Thanks to these new capabilities and uses of the models, artificial intelligence is increasingly being adopted in enterprise contexts—not only for analytical and predictive purposes related to Machine Learning but also, and especially, to bring efficiency to various business processes through Generative AI.

Below, two of the most commonly employed use cases are described:

Named Entity Recognition

Tecnica di estrazione di dato strutturato a partire da testi non strutturati. L’utilizzo di un LLM in questo ambito consente di sfruttare le capacità di comprensione del testo e la conoscenza intrinseca del modello linguistico per recuperare informazioni a partire da qualsiasi tipologia di testo. Un tipico use case è quello della digitalizzazione di documenti. Consideriamo il caso in cui un’organizzazione riceve una serie di documenti in formato non digitalizzato, e ha necessità di estrarre alcune informazioni da questi documenti, siano essi fatture, documenti di trasporto di merce, bollette, … La combinazione di strumenti quali OCR e LLM permette di svolgere in automatico questo compito con ottimi livelli di affidabilità, e soprattutto di elaborare i documenti estraendo dato strutturato a prescindere dalla lingua o da formati e template documentali vari.

Retrieval Augmented Generation

A framework for utilizing language models that enables the models to perform searches on proprietary knowledge bases managed by organizations, thereby extending the intrinsic knowledge of the models with specific domain expertise. In this approach, when a user makes a request to the model, the model can retrieve the most relevant and contextually appropriate information from the knowledge base (retrieve), incorporate this information into the language model’s context (augment), and leverage it to generate a coherent response containing detailed information (generation).

In both of these examples, we can use unstructured data as input.

The first example enables the automatic collection of information from a series of documents that organizations have gathered over time, but for which metadata tagging and conversion into structured data had to be done manually, or at best, with heuristics strongly based on the structure of the documents themselves.

The second example, on the other hand, forms the basis of modern chatbots. It leverages the ability of LLMs to generate natural language text and maintain a high-quality conversation with users, allowing these chatbots to interact with the document base they need to answer questions accurately. Of course, this methodology can also be used with structured data, for example, by having the model generate a coherent SQL query based on the user’s request, thus retrieving data in a structured format. The real value, however, comes from combining both functionalities.

In general, we can assert that unstructured data is becoming increasingly important: on one hand, new artificial intelligence tools make it easier to use and convert it into a structured form, which then fits into more traditional usage processes; on the other hand, this type of data is essential for both training these new tools and in use cases that bring real value to organizations.

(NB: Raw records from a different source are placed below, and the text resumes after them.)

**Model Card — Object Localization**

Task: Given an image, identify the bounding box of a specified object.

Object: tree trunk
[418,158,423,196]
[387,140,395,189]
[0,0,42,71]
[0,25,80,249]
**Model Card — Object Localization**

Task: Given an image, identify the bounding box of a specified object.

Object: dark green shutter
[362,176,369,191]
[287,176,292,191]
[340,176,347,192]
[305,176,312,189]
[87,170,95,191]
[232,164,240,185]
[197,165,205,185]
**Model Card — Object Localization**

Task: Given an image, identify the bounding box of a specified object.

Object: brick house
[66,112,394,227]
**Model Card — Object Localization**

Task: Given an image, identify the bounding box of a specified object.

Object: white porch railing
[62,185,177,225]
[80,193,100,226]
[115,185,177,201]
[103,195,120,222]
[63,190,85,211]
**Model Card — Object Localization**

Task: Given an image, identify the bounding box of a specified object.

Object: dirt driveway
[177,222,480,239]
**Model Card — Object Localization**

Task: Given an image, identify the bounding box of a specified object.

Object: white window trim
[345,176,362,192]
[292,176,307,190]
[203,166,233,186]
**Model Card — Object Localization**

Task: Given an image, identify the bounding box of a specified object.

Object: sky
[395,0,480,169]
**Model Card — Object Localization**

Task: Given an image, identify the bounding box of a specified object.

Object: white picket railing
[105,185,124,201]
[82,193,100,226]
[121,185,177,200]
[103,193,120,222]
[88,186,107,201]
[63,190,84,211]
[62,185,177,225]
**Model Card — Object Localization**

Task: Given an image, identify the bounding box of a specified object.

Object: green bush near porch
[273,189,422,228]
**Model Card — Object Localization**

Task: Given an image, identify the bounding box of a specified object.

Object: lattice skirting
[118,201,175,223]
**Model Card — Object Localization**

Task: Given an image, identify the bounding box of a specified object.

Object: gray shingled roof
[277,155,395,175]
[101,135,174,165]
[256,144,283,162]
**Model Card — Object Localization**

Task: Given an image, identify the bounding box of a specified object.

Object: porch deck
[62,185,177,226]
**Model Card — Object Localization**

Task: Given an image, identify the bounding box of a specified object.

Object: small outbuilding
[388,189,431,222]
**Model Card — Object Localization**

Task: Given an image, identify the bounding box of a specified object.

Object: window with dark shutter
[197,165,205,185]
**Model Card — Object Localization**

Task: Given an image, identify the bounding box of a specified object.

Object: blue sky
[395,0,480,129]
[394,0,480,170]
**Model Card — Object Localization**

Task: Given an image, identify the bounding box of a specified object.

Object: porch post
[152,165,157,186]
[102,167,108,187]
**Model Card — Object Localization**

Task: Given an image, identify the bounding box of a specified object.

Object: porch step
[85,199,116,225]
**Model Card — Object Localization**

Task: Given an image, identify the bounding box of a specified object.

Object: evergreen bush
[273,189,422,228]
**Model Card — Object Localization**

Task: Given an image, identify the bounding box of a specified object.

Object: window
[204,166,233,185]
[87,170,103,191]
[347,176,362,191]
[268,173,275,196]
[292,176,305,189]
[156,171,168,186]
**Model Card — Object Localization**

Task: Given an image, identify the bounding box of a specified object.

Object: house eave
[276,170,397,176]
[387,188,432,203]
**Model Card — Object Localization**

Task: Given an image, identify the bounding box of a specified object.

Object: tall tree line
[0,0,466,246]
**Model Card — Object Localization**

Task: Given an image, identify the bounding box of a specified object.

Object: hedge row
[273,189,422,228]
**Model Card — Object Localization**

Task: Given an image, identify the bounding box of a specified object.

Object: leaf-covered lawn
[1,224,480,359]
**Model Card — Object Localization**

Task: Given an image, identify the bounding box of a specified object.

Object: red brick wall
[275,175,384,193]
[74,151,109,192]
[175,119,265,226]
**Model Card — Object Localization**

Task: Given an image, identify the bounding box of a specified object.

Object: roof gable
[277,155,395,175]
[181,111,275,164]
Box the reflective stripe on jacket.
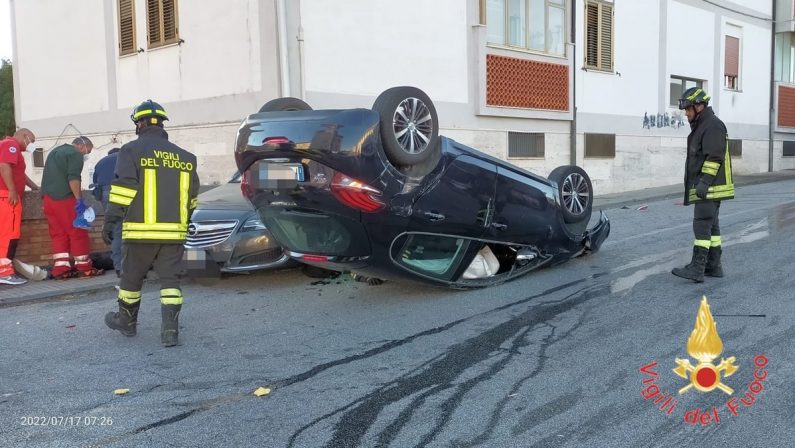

As with all disciplines within Data Management, these new uses of artificial intelligence must be controlled and should fall within a defined Data Governance process at the organizational level.

Benefits

Data quality and governance

The quality and governance of unstructured data can be supported by the use of frameworks such as Named Entity Recognition, which allows you to identify and structure relevant information automatically.

Simplified processing

Transforming unstructured data into structured data can be addressed through a combination of advanced OCR and language models such as LLMs. The adoption of pipelines that integrate OCR and Named Entity Recognition allows you to manage documents with high formats and variability.

Context control

To address the difficulties related to contextual interpretation, it is essential to exploit the Retrieval Augmented Generation framework. This allows models to integrate information extracted from proprietary and domain-specific knowledge sources, increasing the system's ability to correctly understand and contextualize data.